Cianfrance filma o romance dos dois com uma ternura que parece escapar de um mundo de plástico. Há uma sinceridade quase infantil no modo como o diretor constrói o vínculo entre o criminoso e a mulher comum, como se a vida pudesse ser reinventada dentro de uma loja de brinquedos. As cenas entre Tatum e Dunst têm uma química palpável, sustentada por olhares e gestos que dizem mais do que o roteiro permite. É nesse espaço entre o real e o ingênuo que o filme encontra sua força.

Mas “O Bom Bandido” não é uma fábula ingênua. O filme entende que bondade e moralidade são conceitos diferentes, e que a empatia nem sempre justifica o erro. Jeffrey é um homem quebrado tentando se convencer de que suas boas intenções bastam. Cianfrance o observa com ambiguidade, sem julgá-lo, mas também sem absolvê-lo. E essa escolha torna o longa mais humano, mais próximo da imperfeição que move seus personagens.

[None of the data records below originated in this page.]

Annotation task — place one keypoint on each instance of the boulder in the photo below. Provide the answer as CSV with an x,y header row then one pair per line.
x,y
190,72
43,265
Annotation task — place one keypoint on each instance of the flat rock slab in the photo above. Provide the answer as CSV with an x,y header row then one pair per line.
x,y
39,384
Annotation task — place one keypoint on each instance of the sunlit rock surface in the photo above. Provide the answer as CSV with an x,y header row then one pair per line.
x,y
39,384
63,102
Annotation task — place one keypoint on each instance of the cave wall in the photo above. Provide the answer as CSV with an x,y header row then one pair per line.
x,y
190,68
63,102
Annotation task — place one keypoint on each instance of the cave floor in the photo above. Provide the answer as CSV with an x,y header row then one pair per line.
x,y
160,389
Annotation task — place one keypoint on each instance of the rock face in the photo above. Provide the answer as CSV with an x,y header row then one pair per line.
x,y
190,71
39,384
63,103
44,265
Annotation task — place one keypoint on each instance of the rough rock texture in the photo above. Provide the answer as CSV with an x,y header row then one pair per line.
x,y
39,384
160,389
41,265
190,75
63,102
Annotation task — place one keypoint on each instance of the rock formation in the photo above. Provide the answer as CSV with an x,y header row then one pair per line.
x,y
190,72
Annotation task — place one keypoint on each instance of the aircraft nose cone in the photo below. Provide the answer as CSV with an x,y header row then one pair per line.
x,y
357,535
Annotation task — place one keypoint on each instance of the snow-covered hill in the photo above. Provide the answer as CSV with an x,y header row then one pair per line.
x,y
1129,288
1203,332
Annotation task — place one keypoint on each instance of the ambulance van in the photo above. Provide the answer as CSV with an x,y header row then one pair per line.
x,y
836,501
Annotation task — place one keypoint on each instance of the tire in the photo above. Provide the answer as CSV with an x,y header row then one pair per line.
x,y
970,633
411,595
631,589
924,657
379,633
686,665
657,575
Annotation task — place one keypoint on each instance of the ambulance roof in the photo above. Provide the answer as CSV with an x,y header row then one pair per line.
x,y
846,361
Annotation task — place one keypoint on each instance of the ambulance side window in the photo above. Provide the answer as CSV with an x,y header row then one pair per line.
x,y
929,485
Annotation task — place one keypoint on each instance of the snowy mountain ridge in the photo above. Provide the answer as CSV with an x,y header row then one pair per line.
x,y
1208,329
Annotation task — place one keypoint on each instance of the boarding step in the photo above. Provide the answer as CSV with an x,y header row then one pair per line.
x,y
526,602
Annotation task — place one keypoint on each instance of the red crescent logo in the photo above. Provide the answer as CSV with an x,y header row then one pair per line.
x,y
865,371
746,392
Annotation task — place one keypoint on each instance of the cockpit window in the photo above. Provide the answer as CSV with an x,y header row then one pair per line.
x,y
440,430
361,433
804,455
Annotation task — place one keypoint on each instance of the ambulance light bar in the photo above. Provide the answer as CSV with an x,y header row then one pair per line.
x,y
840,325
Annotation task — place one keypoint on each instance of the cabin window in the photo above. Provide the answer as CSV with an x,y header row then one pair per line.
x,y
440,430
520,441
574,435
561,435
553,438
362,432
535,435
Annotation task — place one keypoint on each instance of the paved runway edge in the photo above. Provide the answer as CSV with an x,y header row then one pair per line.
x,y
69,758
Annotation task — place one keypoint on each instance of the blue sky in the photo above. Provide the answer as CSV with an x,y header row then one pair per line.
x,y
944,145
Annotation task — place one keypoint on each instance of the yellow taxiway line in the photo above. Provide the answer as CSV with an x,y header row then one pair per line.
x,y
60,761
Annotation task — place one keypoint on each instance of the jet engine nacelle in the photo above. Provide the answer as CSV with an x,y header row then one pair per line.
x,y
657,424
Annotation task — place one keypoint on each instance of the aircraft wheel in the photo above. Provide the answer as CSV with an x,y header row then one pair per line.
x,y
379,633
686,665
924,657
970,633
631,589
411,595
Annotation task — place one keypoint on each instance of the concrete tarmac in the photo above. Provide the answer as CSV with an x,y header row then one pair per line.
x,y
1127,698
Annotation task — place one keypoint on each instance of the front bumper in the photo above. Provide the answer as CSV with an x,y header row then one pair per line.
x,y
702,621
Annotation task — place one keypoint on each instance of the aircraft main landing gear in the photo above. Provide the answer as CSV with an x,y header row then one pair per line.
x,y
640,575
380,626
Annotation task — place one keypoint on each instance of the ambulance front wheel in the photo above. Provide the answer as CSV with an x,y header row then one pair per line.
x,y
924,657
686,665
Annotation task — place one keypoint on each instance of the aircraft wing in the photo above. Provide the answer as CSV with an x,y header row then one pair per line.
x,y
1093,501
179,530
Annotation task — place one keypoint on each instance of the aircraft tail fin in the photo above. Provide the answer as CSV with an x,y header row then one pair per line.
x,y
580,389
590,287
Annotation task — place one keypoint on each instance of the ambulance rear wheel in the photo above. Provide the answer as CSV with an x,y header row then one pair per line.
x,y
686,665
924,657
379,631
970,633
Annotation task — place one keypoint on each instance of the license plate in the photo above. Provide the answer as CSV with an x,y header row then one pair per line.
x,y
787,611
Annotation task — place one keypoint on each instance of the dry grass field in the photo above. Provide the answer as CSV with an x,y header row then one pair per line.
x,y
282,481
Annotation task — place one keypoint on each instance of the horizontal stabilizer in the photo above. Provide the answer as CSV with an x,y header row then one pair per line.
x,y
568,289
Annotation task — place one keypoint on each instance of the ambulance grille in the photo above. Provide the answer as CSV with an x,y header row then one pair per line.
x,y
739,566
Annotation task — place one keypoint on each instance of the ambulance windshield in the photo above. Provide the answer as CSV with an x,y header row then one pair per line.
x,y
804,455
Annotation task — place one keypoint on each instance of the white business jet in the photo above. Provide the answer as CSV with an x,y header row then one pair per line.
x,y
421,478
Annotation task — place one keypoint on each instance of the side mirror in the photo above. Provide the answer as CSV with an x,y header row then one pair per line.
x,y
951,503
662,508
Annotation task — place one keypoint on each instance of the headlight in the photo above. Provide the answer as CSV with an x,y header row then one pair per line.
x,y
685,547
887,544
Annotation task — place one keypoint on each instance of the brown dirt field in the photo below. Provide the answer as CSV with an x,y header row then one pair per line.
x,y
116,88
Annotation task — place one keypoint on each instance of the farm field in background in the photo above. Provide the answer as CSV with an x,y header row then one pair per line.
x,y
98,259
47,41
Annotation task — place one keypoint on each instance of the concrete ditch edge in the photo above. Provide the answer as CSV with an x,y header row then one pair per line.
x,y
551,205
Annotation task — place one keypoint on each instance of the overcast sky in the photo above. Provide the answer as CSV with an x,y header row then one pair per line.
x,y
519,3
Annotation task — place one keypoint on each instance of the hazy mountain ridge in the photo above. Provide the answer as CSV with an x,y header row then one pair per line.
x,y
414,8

O diretor, acostumado a retratar o colapso das relações, se permite rir de si mesmo. A leveza está presente em cada detalhe, das sequências de assalto coreografadas como esquetes de comédia até o humor agridoce que se infiltra nas situações mais trágicas. O resultado é um filme que surpreende por ser tão caloroso quanto crítico, tão divertido quanto melancólico. Peter Dinklage surge como o gerente rabugento que não entende o absurdo à sua volta, e a presença dele é o tempero exato para manter o equilíbrio entre o riso e a tensão.

“O Bom Bandido” é sobre enganar o sistema, mas também sobre enganar a si mesmo. É o retrato de um homem que encontra redenção em uma mentira bonita, e de um cineasta que finalmente descobre leveza no caos. Em um tempo de filmes repetidos e fórmulas previsíveis, Cianfrance entrega algo raro: um conto criminal que acredita na delicadeza, um filme de amor escondido entre brinquedos e culpa.

“O Bom Bandido”
Direção: Derek Cianfrance
Roteiro: Derek Cianfrance, Kirt Gunn
Elenco: Channing Tatum, Kirsten Dunst, Ben Mendelsohn
Gêneros: Comédia, Drama, Suspense
Duração: 2h06min
Disponível nos cinemas a partir de 16 de outubro de 2025.